Date of Conferral



Doctor of Business Administration (D.B.A.)


Business Administration


Lisa M. Kangas


Thirty percent of small family businesses continue to the second generation, and 13% continue to the third generation. Small family business owners’ ability to find a replacement, for the succession of power, continues to challenge small family business owners. Small family business owners who do not incorporate successful succession strategies run a high risk of failure and closure. Grounded in the dynamic theory of organizational knowledge creation, the purpose of this qualitative single case study was to explore strategies 3 small family business owners in Hawaii used for the succession of power. Data were collected through semistructured interviews and supplemented by a review of company documents.
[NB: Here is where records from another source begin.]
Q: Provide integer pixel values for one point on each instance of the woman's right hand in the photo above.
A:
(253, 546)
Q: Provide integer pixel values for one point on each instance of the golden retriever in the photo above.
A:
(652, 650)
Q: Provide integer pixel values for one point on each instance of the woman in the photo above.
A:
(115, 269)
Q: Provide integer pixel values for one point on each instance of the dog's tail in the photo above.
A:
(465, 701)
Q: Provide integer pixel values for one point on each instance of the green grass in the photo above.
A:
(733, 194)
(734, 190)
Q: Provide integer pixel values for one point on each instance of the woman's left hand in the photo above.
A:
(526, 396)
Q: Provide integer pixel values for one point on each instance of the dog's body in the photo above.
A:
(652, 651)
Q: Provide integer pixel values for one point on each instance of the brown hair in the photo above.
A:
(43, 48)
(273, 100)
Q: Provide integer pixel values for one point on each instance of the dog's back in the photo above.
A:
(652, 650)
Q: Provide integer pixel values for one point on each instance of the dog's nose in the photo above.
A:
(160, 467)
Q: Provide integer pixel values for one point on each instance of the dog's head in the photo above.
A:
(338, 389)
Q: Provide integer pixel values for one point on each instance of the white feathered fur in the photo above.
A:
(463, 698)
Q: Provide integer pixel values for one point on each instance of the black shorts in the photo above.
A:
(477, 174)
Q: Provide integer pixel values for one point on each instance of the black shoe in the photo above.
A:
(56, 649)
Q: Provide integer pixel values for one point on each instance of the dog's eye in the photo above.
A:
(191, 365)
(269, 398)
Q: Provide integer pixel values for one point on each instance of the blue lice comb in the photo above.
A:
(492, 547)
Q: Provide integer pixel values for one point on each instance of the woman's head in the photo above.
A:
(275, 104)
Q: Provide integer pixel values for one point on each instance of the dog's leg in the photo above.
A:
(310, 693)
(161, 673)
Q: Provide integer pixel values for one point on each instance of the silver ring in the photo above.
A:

Data were analyzed using Yin’s 5-step approach. The 4 themes that emerged were: improve and annually review the structural coupling of family and enterprise, provide continuing education and training when industry standards and regulations change, integrate knowledge management systems, and review and modify the company’s vision and strategies. A key recommendation is for small family business owners to integrate mentoring programs into leadership succession strategies that align family and business ethics with organizational growth strategies and strategic planning for developing successors. The implications for positive social change include the potential for more small family business owners to successfully transfer power, knowledge, and business to family members. Small family business owners could then empower and inspire family generation employees to grow their small businesses, promote jobs, and support community development.